The Arts Council, formed in 2014, “is thriving,” county commissioner Sarah Nebeker told the audience. “I expect it will continue to grow and offer more opportunities for the arts and artists in our county.”
The arts bring a better quality of life and economic prosperity, she said. “This arts council has exceeded my expectations and hopes. I’m very grateful to them.”
“The arts mean business in Clatsop County,” arts council vice chairman Don Frank said.
Frank presented survey information indicating the impact of arts spending in the county.
The 2017 Arts & Economic Prosperity 5 study indicated that nonprofit arts and culture sector is a significant industry in Clatsop County — one that generates $13.7 million in total economic activity.
This spending — $2.9 million by nonprofit arts and cultural organizations and an additional $10.8 million in event-related spending by their audiences — supports 359 full-time equivalent jobs, generates $6.7 million in household income to local residents, and delivers $1.3 million in local and state government revenue.

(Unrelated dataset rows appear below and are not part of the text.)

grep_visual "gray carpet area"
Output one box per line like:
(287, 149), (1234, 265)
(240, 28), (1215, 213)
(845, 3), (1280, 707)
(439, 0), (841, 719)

An updated study — Arts & Economic Prosperity 6 — is in the works, he said.
Joe Schulte, market president of Lewis & Clark Bank and a guitarist, shared how music offers positive effects for students, in education, test scores, self-esteem and attendance.
“Resources are at a premium for particularly education and music, as well as all the arts in the school system,” Schulte said. “I would encourage everyone to be vocal, support the arts community and arts education.”
Getting people together from all parts of the county, from all areas of arts, business and civic sector is “the key,” Frank said.
Artist Keri Rosebraugh, a Tigard native now exhibiting her work in Gearhart, described her own artistic journey.
“Being an artist is a difficult profession,” Rosebraugh said. “Being an artist is not just waving a magic wand. We need to be able to market ourselves, and our work. It’s important to set goals, think strategically, and lay out our resources.”